Entering edit mode
19 months ago
Barista
▴
10
Hi all! :)
I have a list of snp ids, to which I need their correspodning MAF (minor allele frequency) values.
I tried to do it in R using biomaRt but it seems that it is not possible- correct me if I am wrong.
The only way I managed to do it is in Python using the API from ensembl, but since the list is over half a milion of snps, it takes so much time and I always get connection errors or something, so I cannot make this finish even once :(
Please help me and give me some tips, I will highly appreciate that, because it is my first time working on such a task.

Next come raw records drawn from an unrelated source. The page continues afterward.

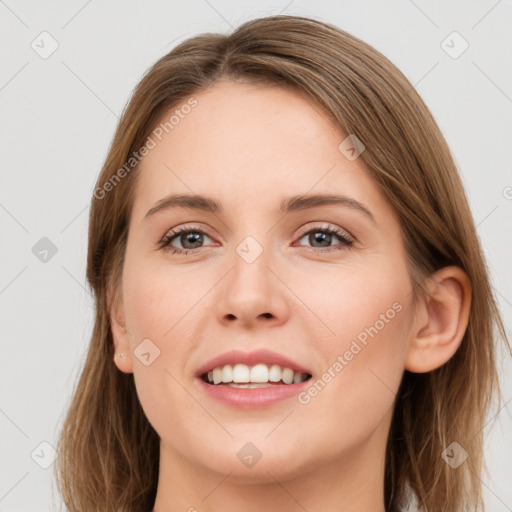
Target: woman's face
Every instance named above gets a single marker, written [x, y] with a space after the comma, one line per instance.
[258, 277]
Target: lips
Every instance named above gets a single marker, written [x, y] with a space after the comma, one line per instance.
[234, 357]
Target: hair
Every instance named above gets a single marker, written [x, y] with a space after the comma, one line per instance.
[108, 451]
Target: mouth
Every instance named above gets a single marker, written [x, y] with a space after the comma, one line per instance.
[251, 377]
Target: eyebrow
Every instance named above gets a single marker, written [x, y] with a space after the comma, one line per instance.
[288, 205]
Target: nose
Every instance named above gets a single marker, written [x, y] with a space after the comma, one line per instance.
[252, 294]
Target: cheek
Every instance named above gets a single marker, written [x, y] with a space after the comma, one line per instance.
[369, 313]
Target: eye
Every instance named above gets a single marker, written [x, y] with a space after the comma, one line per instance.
[324, 235]
[189, 238]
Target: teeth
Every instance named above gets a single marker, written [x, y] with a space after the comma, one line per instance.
[240, 375]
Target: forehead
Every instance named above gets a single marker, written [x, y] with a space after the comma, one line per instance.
[251, 142]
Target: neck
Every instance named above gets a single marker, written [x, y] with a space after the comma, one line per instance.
[351, 483]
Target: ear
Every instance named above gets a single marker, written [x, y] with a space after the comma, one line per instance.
[441, 320]
[119, 331]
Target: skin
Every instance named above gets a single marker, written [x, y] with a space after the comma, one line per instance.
[249, 147]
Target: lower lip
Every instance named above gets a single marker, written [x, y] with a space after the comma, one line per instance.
[251, 398]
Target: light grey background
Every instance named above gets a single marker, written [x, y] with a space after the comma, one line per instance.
[58, 115]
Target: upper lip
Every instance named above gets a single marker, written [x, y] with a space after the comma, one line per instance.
[250, 359]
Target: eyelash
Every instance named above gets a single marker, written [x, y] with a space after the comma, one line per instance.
[169, 238]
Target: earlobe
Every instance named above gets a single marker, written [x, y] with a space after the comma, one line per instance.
[122, 353]
[441, 321]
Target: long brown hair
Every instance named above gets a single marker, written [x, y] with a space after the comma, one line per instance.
[108, 451]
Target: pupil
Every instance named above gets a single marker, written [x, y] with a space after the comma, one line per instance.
[320, 237]
[190, 237]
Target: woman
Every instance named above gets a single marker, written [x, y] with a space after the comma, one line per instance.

download a VCF containing the frequencies (dbsnp, etc....) and use bcftools to get the data in a set of regions
In addition to Pierre's answer, the Ensembl Variant Effect Predictor (VEP) might be useful here as you can retrieve allele frequencies (as well a slots of other data) for a custom list of variants:
https://www.ensembl.org/info/docs/tools/vep/index.html
Where can I find such a VCF file? I am currently trying to use dbsnp API in Python but with no success so far.
gnomad see the download section : https://gnomad.broadinstitute.org/downloads
Does it really take so long to download one file? I got ..teen hours for one chromosome file (and I want several). Am I doing something wrong, is there a faster way? Highly appreciate your help in advance!